We have a likelihood function of the data.

$$L(\theta ; X)=P(X|\theta )$$

We choose values for $$\theta$$ which maximise the likelihood function.

$$argmax_\theta P(X|\theta )$$

That is, for which values of $$\theta$$ was the observation we saw most likely?

This is a mode estimate.

### IID

$$L(\theta ; X)=\prod_i P(x_i|\theta )$$

### Logarithms

We can take logarithms, which preserve stationary points. As logarithms are defined on all values above $$0$$, and all probabilities are also above zero (or zero), this preserves solutions.

The non-zero stationary points of:

$$\ln L(\theta ; X)=\ln \prod_i P(x_i|\theta )$$

$$\ln L(\theta ; X)=\sum_i \ln P(x_i|\theta )$$

### Example: Coin flip

Let’s take our simple example about coins.
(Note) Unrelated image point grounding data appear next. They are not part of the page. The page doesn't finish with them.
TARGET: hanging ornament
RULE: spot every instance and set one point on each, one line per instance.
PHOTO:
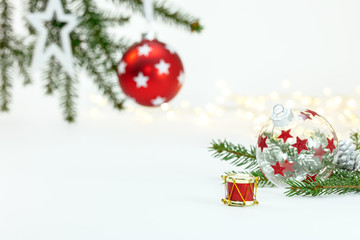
(150, 72)
(296, 144)
(348, 156)
(54, 13)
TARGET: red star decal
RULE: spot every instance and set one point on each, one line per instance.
(278, 169)
(330, 145)
(310, 178)
(319, 152)
(288, 166)
(262, 142)
(285, 135)
(312, 112)
(300, 145)
(304, 116)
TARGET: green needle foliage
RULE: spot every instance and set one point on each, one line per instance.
(262, 180)
(340, 181)
(14, 55)
(355, 137)
(237, 155)
(95, 50)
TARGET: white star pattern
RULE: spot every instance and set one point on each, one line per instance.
(141, 80)
(144, 50)
(163, 67)
(121, 67)
(43, 53)
(158, 101)
(170, 49)
(181, 77)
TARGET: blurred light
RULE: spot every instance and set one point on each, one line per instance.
(248, 102)
(185, 104)
(285, 84)
(297, 95)
(220, 84)
(306, 101)
(226, 92)
(290, 103)
(203, 118)
(337, 100)
(211, 108)
(219, 112)
(274, 95)
(351, 103)
(320, 111)
(327, 91)
(170, 115)
(164, 106)
(249, 115)
(220, 100)
(94, 113)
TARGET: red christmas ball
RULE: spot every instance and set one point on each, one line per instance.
(151, 73)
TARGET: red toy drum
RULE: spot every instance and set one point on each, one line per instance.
(240, 189)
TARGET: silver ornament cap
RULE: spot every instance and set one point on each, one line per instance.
(281, 115)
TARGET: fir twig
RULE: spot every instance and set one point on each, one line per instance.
(161, 11)
(355, 137)
(262, 180)
(67, 96)
(340, 182)
(238, 155)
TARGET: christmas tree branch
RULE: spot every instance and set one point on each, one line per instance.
(6, 59)
(355, 137)
(67, 96)
(262, 180)
(100, 78)
(238, 155)
(340, 182)
(51, 75)
(166, 14)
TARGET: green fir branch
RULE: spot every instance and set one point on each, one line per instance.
(341, 182)
(101, 78)
(6, 57)
(51, 75)
(23, 59)
(68, 94)
(166, 14)
(262, 180)
(237, 155)
(355, 137)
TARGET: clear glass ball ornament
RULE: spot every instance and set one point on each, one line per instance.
(296, 144)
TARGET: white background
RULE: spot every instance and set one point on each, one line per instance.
(111, 176)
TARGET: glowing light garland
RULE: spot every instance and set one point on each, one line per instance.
(338, 110)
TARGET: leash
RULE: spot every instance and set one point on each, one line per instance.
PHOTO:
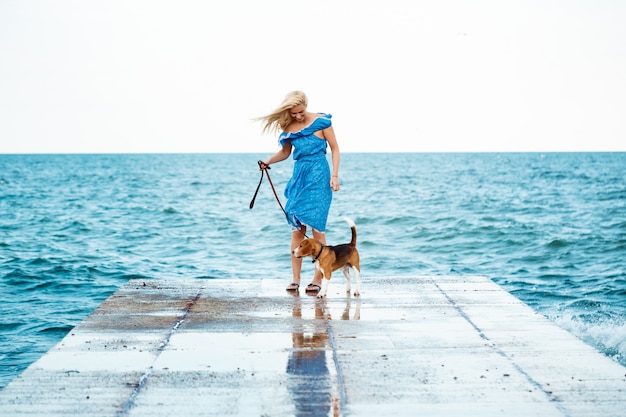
(265, 170)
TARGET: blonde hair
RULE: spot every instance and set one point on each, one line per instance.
(280, 118)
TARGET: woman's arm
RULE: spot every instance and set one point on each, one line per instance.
(329, 135)
(281, 155)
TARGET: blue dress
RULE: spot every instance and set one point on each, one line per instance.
(308, 191)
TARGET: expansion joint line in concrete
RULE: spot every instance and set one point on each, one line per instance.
(500, 352)
(144, 378)
(341, 386)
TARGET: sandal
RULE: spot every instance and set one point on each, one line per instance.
(313, 288)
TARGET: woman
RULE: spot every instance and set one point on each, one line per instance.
(309, 191)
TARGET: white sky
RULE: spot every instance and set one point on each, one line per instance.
(87, 76)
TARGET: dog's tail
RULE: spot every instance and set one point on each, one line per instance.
(353, 227)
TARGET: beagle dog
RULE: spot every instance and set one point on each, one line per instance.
(331, 258)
Heads and tails are the only options, so $$P(H)+P(T)=1$$.

$$P(H|\theta )=\theta$$

$$P(T|\theta )=1-\theta$$

$$\ln L(\theta ; X)=\sum_i \ln P(x_i|\theta )$$

If we had $$5$$ heads and $$5$$ tails we would have:

$$\ln L(\theta ; X)=5\ln (\theta )+ 5\ln (1-\theta )$$

So $$P(H)=\dfrac{1}{2}$$ is the value which makes our observation most likely.

## Results for specific distributions

### MLE of the Gaussian distribution

The parameters are the population means and covariance matrix.

The MLE estimator for the mean is the sample mean.

The MLE estimator for the covariance matrix is the unadjusted sample covariance.

## Other

### Restricted Maximum Likelihood

We can partition out Likelihood functions, and include a part only with variance.

### Scores

Existing score: rename Maximum Likelihood score

MLE bad if true theta not at where score is 0

Eg if one sided tails, true theta is not at MLE condition.

Can we find other scores?

### Orthogonality

Score of one parameter depends on other parameters